|Died||November 5, 1938 (aged 66)|
|Known for||discovery of Lutetium
claimed discovery of Celtium
Georges Urbain (12 April 1872 – 5 November 1938 in Paris) was a French chemist, a professor of the Sorbonne, a member of the Institut de France, and director of the Institute of Chemistry in Paris. Much of his work focused on the rare earths, isolating and separating elements such as europium and gadolinium, and studying their spectra, their magnetic properties and their atomic masses. He discovered the element lutetium (atomic number 71). He also studied the efflorescence of saline hydrates.
After attending the Lycée Charlemagne and Lycée Lavoisier, Urbain studied at the École supérieure de physique et de chimie industrielles de la ville de Paris (ESPCI ParisTech). He graduated as the top student in the school's ninth graduating class, in 1894. At that time he also earned his "licence ès physique et chimie" at the Sorbonne.
Urbain served in teaching positions at the Préparateur at the École de Physique et Chimie Industrielle (1894-1895), in Charles Friedel's organic chemistry laboratory (1832-1899), in the Faculté des Science P.C.N. (1895-1898), and at the École Alsacienne (1897-1899).

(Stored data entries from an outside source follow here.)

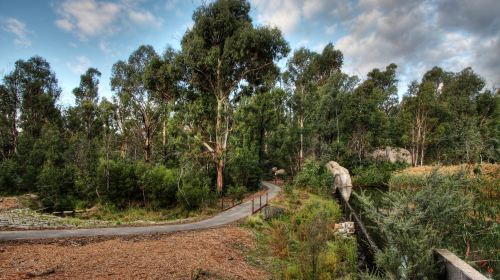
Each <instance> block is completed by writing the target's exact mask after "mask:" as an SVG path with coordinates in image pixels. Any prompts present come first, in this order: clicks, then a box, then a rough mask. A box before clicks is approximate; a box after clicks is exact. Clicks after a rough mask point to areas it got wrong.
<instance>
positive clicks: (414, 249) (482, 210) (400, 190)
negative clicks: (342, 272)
mask: <svg viewBox="0 0 500 280" xmlns="http://www.w3.org/2000/svg"><path fill="white" fill-rule="evenodd" d="M490 166H491V165H490ZM490 169H491V167H490ZM496 169H497V170H498V167H497V168H496ZM474 170H476V173H475V172H467V171H466V170H465V169H464V170H461V171H460V170H458V171H455V172H440V171H439V169H438V168H436V169H435V170H434V171H432V172H413V171H412V169H410V170H409V171H407V172H405V171H402V172H396V173H395V174H394V175H393V176H392V177H391V179H390V181H389V191H388V192H385V193H383V195H382V196H381V197H379V200H378V201H373V200H372V199H370V197H368V196H365V195H361V196H359V197H357V199H359V200H360V201H361V202H362V205H364V208H365V209H364V213H365V217H366V218H368V219H369V220H370V221H372V222H373V223H374V224H375V225H376V226H377V227H376V228H375V229H374V230H375V231H376V232H377V233H378V235H380V236H381V237H382V239H383V243H384V244H383V248H384V249H383V251H382V252H381V253H379V254H377V256H376V262H377V264H378V266H379V267H380V268H381V269H383V270H384V272H385V273H386V275H387V277H389V278H391V279H402V278H404V279H423V278H425V277H427V278H428V279H433V278H435V277H436V274H437V273H438V271H437V267H436V263H435V262H434V260H433V253H432V250H433V249H434V248H446V249H448V250H450V251H452V252H454V253H455V254H457V255H459V256H460V257H462V258H463V259H464V260H466V261H469V262H470V263H471V264H472V265H474V266H476V267H478V268H479V269H481V270H483V271H484V272H486V271H487V268H488V267H489V268H491V269H492V270H493V272H494V274H495V275H497V276H498V273H499V271H500V268H499V267H498V263H497V262H496V260H497V259H498V257H499V253H498V250H497V249H496V248H498V247H499V246H500V244H499V240H500V239H499V238H498V237H499V236H500V229H499V227H498V217H499V215H500V212H499V206H498V195H497V194H498V178H499V177H498V173H497V174H496V175H493V174H492V173H489V174H488V175H481V174H480V173H481V171H480V170H481V168H480V167H478V168H474ZM491 175H493V177H492V176H491ZM494 176H496V178H495V177H494ZM495 188H496V191H492V189H495Z"/></svg>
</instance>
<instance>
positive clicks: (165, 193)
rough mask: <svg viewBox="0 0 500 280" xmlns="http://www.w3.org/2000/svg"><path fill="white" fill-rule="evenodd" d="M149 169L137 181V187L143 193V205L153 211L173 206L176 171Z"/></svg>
mask: <svg viewBox="0 0 500 280" xmlns="http://www.w3.org/2000/svg"><path fill="white" fill-rule="evenodd" d="M149 168H150V169H148V170H147V171H145V172H144V173H143V174H142V175H141V176H140V180H139V185H140V187H141V189H142V190H143V191H144V193H145V200H146V203H145V204H146V205H149V206H150V207H152V208H155V209H156V208H160V207H171V206H173V205H175V204H176V202H177V181H178V176H179V175H178V171H177V170H175V169H167V168H165V167H164V166H157V167H154V168H151V167H149Z"/></svg>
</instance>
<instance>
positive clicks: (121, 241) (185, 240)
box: [0, 226, 270, 279]
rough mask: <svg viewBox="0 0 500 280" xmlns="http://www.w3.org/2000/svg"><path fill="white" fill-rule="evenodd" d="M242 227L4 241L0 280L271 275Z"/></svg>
mask: <svg viewBox="0 0 500 280" xmlns="http://www.w3.org/2000/svg"><path fill="white" fill-rule="evenodd" d="M253 246H254V242H253V238H252V235H251V233H250V232H248V231H247V230H245V229H241V228H238V227H236V226H227V227H223V228H218V229H208V230H203V231H193V232H179V233H173V234H163V235H146V236H132V237H113V238H78V239H63V240H44V241H32V242H26V241H23V242H10V243H0V279H26V278H32V277H36V278H37V279H270V276H269V274H268V273H267V272H266V271H263V270H261V269H259V268H256V267H254V266H252V265H250V264H249V263H248V262H247V261H246V259H245V256H244V252H245V251H247V250H249V249H250V248H252V247H253Z"/></svg>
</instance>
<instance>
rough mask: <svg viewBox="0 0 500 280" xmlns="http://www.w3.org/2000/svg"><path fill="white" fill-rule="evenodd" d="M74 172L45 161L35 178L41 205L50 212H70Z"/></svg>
mask: <svg viewBox="0 0 500 280" xmlns="http://www.w3.org/2000/svg"><path fill="white" fill-rule="evenodd" d="M73 182H74V171H73V170H72V169H71V168H67V167H66V168H61V167H57V166H55V165H54V164H53V163H52V162H51V161H47V162H46V163H45V164H44V165H43V167H42V169H41V171H40V174H39V175H38V177H37V181H36V187H37V193H38V195H39V197H40V200H41V202H42V204H43V205H44V206H45V207H47V208H49V209H52V210H72V209H73V208H74V205H75V203H76V200H75V198H74V184H73Z"/></svg>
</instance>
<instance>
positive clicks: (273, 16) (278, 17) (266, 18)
mask: <svg viewBox="0 0 500 280" xmlns="http://www.w3.org/2000/svg"><path fill="white" fill-rule="evenodd" d="M299 2H300V1H290V0H275V1H268V0H253V1H252V3H253V6H254V7H255V8H256V9H257V11H258V12H259V13H258V14H257V20H258V21H260V22H262V23H264V24H266V25H271V26H276V27H278V28H280V29H281V30H282V31H283V32H284V33H289V32H293V31H294V30H295V28H296V27H297V25H298V24H299V23H300V18H301V6H300V3H299Z"/></svg>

Urbain led the laboratories of the Compagnie Générale d’Electricité from 1899 to 1904. Among the topics he studied was the use of rare earth oxides to manufacture arc lamps. Next he became a teacher at the École de Physique et Chimie (1905-1906) and the Sorbonne (1906, 1908). In 1907 Urbain joined the Commission Internationale des Poids Atomiques.

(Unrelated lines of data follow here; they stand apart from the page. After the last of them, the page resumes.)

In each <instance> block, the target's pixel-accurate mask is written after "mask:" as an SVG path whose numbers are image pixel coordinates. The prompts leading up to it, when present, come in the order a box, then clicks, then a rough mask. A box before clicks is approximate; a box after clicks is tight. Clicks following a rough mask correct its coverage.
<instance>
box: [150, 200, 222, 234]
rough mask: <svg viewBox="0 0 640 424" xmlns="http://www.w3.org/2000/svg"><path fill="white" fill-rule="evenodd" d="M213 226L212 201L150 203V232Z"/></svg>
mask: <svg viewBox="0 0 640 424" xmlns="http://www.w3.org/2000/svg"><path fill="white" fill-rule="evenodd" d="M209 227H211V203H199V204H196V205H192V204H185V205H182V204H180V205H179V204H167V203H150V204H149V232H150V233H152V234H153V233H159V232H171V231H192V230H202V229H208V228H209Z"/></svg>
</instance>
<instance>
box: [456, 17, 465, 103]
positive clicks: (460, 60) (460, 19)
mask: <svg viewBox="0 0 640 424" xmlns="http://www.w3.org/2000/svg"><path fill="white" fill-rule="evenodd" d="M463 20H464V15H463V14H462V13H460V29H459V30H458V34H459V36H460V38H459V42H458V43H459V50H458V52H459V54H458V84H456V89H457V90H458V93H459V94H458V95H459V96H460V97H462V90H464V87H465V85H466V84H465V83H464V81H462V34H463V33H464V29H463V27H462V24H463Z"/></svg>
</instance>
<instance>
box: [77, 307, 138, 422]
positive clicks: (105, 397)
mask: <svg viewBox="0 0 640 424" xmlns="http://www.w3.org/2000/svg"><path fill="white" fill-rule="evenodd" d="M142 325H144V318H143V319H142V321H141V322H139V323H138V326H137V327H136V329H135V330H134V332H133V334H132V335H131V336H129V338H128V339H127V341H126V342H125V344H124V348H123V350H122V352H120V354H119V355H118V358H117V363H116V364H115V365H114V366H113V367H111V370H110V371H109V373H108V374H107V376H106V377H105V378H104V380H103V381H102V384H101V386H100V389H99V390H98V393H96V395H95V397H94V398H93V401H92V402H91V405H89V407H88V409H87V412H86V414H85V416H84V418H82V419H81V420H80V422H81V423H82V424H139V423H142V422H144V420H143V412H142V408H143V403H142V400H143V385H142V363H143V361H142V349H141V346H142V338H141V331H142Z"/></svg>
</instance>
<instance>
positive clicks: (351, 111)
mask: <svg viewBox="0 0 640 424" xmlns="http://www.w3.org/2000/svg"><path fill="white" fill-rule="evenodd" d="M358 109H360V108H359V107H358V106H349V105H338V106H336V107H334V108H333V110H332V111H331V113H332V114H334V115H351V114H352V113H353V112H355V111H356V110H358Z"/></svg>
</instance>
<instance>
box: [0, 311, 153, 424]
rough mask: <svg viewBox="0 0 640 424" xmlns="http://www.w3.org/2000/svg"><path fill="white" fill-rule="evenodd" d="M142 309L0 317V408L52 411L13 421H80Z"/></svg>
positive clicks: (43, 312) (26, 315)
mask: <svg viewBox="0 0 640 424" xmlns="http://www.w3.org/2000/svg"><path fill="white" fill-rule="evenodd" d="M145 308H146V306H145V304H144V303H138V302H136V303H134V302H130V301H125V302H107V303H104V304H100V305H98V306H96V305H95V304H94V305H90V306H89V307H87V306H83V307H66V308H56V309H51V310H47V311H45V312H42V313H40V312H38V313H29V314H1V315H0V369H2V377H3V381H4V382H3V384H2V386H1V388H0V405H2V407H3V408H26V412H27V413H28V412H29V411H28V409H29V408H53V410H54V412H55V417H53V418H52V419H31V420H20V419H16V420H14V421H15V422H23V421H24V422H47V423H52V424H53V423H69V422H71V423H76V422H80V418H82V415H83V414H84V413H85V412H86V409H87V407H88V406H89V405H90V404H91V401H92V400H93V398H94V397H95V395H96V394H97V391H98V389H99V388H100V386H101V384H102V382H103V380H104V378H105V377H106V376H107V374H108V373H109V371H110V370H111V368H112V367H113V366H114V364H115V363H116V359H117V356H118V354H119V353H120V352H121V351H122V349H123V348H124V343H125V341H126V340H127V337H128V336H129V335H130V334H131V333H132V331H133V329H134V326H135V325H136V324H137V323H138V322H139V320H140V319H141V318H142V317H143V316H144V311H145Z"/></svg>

During World War I Urbain served in the Ministry of War as a laboratory director and technical advisor for artillery and explosives. Following the war he taught at the École Centrale des Arts et Manufactures. In 1928 he accepted the chair of general chemistry at the Sorbonne, in addition to serving as Director of Chemistry at the Institute of Biologie. Urbain was also appointed head of the Chemistry Section of the Palais de la Découverte, director of the Chemical Treatment laboratory of Thiais, and president of the École Pratique des Hautes Etudes (2nd section).

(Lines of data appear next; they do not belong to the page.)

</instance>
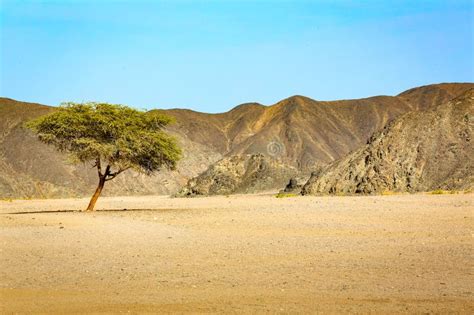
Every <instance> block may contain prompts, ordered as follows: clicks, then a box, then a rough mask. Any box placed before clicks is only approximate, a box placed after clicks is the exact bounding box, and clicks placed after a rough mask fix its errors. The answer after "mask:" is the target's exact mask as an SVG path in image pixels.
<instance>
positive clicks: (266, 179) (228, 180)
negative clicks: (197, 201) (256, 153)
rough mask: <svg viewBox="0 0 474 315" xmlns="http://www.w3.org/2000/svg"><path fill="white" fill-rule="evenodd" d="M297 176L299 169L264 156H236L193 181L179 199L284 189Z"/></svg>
mask: <svg viewBox="0 0 474 315" xmlns="http://www.w3.org/2000/svg"><path fill="white" fill-rule="evenodd" d="M296 173H297V169H296V168H294V167H291V166H288V165H287V164H284V163H281V162H278V161H275V160H273V159H269V158H267V157H265V156H264V155H263V154H254V155H251V154H245V155H236V156H231V157H226V158H224V159H222V160H220V161H218V162H217V163H215V164H213V165H212V166H211V167H210V168H209V169H208V170H206V171H205V172H204V173H202V174H200V175H199V176H197V177H196V178H193V179H191V180H190V181H189V182H188V184H187V185H186V186H185V187H184V188H183V189H182V190H181V191H180V192H179V193H178V196H199V195H226V194H233V193H254V192H258V191H263V190H267V189H272V188H274V187H278V186H281V185H283V184H284V183H285V182H286V181H287V180H288V178H290V177H291V176H293V175H294V174H296Z"/></svg>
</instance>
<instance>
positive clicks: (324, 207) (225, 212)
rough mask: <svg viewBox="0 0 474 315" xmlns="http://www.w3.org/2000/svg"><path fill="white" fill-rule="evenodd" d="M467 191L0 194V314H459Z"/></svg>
mask: <svg viewBox="0 0 474 315" xmlns="http://www.w3.org/2000/svg"><path fill="white" fill-rule="evenodd" d="M473 197H474V196H473V195H472V194H456V195H426V194H417V195H394V196H369V197H291V198H281V199H279V198H275V197H274V196H272V195H270V194H261V195H245V196H244V195H236V196H229V197H225V196H219V197H205V198H193V199H184V198H169V197H161V196H160V197H154V196H150V197H110V198H101V199H99V202H98V204H97V208H98V210H99V211H97V212H95V213H82V212H78V211H76V210H78V209H81V208H84V207H86V205H87V202H88V200H87V199H62V200H15V201H8V200H5V201H0V226H1V229H0V244H1V245H0V250H1V252H0V313H2V314H12V313H22V314H32V313H55V314H58V313H147V312H148V313H167V312H178V313H188V312H190V313H317V312H323V313H340V312H353V313H369V312H372V313H465V314H468V313H471V314H472V313H473V312H474V298H473V297H474V296H473V290H474V288H473V287H474V266H473V235H474V234H473V231H474V220H473V219H474V198H473ZM106 210H107V211H106Z"/></svg>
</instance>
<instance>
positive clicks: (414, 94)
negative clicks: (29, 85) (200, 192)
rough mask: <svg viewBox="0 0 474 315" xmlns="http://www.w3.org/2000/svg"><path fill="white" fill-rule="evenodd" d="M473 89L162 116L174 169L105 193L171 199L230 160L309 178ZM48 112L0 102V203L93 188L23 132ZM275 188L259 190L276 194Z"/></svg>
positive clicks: (73, 167)
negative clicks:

Urbain developed new and more efficient techniques for the separation of rare earths. By taking advantage of the weights of rare earths, he was able to design procedures to separate light from heavy fractions, using magnesium and bismuth nitrates. This enabled him to test and refute a number of inaccurate rare earth "discoveries" claimed by other scientists.
Urbain discovered the element lutetium (atomic number 71) independently in 1907 when he demonstrated that Jean Charles Galissard de Marignac's ytterbia contained two substances. Through spectral analysis of both, he was able to characterize them and prove that they were distinct elements.:701 Urbain called his two components "neoytterbia" and "lutecia".
These components of ytterbia were independently isolated around the same time by Austrian chemist Carl Auer von Welsbach and the American chemist Charles James. Urbain and Welsbach accused each other of publishing results based on the other party. The dispute was officially settled in 1909 by the Commission on Atomic Mass, which granted priority to Urbain as the first to describe the separation of lutetium from ytterbium. Urbain's "lutecia" was adapted to "lutetium". Urbain's name "neoytterbium" was temporarily adopted, but later Marignac's name was restored to the element ytterbium.
In 1911 Urbain isolated another new element which he called "celtium", but his studies were interrupted by World War I. In 1922, he announced his new element, fully characterizing its emission spectrum, but mistakenly identifying it as a rare earth. George de Hevesy and Dirk Coster also characterized it, placing it more accurately, and called it "hafnium". A decades-long controversy over credit and naming was eventually decided in favor of hafnium. Although Urbain was right in detecting the presence of a new element, the spectra and the chemical behavior he described were not a good match to the element later isolated. In part, the controversy resulted from the different techniques used by chemists like Urbain, who favored chemical reduction techniques, and physicists who increasingly relied on new X-ray spectroscopy methods.
As of 1919, Urbain had completed an extensive study of phosphorescence spectra, and demonstrated that trace impurities could dramatically alter results. By introducing impurities into artificially prepared mixtures, he was able to duplicate the results reported by other researchers, again testing claims about possible new elements.
Urbain was also a composer and sculptor.